Who’d have thought that the American Civil War was fought to defeat the rising
power of Vampires?
ABRAHAM
LINCOLN: VAMPIRE HUNTER is schlock. It is full of dramatic impossibilities:
physics, history, storytelling, psychology, you name it. However, the way it is
telling this story is brilliant. Mr. Grahame-Smith and the filmmakers are
telling the story of Lincoln, slavery and the civil war through parallel truths.
They
tell the historical/biographical story of Abraham Lincoln, his rise to the
presidency and Civil War. It contains his origin and early traumas; his
struggle to become a lawyer and rise in society; his courtship and marriage to
Mary Todd[i];
his turn to politics, the brutality of the Civil War; the death of his son; the
decision to free the slaves; and the success at Gettysburg that led to winning
the war. The film, more or less[ii],
follows Lincoln’s actual story. It is his factual truth.
At
the same time, the writer and filmmakers tell Abraham Lincoln’s story in
symbolic and mythic language. Vampires are used as a metaphor for the evil perpetuated
by the culture of slavery. The vampires feeding on the blood of the slaves is a
metaphor of how slavery was feeding on the lives of the Africans and infecting
the entire nation. The ax swinging Lincoln is driven to fight and end this
evil. When he discovers that there is
little he can do with his ax, he runs for office and becomes the
President. He leads the country in the
fight against the evil of the vampires who would take the southern states as
their own sovereign blood-sucking nation.
This
mashup of fact and symbol effectively (ok, that might be a stretch) speaks the
truth using our opposing world views. The two sides of our brain approach and
create the world with opposing systems. The left brain seeing everything one at
a time sees the world as concrete, objective fact. The right brain seeing
everything all at once sees the world through a symbolic, subjective lens. This
mashup gives us a vision of the world where both truths are the same and
different.
We
experience our world as both concrete and imaginative, both factual and
symbolic, both real and illusory at the same moment. This is the challenge of
the 21st Century. We must learn to live in these two conflicting
visions of our world simultaneously and fluidly.
The
truth of this film in many ways exceeds the more critically acclaimed film
LINCOLN by Steven Spielberg. And, it’s a lot more fun.
ABRAHAM
LINCOLN: VAMPIRE HUNTER is grade D schlock. And yet, it speaks a greater truth
and helps us to experience our world as it is.

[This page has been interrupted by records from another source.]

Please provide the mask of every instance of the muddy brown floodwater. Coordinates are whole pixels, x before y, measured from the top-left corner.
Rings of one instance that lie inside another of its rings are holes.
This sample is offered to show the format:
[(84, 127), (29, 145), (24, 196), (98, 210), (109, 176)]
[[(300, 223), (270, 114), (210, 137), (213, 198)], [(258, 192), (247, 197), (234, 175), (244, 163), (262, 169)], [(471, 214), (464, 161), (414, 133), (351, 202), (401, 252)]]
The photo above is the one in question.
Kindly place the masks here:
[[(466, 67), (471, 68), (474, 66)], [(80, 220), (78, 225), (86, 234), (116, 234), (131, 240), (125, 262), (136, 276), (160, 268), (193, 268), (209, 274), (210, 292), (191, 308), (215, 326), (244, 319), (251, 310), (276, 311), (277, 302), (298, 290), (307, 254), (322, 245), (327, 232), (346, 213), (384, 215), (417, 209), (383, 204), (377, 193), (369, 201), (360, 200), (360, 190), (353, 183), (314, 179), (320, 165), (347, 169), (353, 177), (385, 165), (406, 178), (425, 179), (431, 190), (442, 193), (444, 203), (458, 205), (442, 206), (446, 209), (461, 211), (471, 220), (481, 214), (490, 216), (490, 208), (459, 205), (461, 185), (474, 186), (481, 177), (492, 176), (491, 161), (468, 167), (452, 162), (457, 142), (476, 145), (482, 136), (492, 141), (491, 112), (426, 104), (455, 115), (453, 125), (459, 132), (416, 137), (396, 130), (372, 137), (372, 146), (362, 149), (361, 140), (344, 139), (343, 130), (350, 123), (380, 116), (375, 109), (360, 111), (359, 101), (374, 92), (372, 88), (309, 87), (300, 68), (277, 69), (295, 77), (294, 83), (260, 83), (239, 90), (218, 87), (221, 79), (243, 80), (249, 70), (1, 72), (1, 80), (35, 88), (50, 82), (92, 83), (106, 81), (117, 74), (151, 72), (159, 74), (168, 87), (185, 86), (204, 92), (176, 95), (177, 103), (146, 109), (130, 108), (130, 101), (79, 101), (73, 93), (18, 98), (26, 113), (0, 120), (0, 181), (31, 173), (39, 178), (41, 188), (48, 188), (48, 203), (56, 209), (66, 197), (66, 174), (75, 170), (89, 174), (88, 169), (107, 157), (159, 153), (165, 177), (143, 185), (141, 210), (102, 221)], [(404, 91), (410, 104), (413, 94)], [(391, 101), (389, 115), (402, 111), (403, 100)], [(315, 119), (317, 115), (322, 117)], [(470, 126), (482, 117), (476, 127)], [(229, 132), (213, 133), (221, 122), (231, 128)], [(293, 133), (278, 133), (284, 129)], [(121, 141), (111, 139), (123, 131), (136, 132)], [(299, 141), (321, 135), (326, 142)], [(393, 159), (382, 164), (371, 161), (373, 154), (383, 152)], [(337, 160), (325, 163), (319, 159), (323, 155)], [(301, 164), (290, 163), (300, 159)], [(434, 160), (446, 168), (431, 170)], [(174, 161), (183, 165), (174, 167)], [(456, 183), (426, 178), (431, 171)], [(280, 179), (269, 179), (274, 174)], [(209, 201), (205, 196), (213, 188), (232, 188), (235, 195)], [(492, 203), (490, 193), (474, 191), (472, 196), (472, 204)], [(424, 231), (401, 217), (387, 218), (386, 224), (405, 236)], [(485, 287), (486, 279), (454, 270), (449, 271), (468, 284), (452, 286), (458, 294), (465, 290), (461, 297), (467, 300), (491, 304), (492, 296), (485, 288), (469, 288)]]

[i] As I write this, there is a large
piece of furniture, called a secretary, looming in my office. It was once owned
by Mary Todd Lincoln. Adele, my wife, inherited it from her paternal
grandmother, Adeline Cabot, who was distantly related to Mary Todd Lincoln.
[ii] I’m no Lincoln historian. I’m sure
those that are would definitively say the film was less, much less,
historically accurate. My point is that the facts are in the realm that most
reasonably educated folk would know about Lincoln’s life.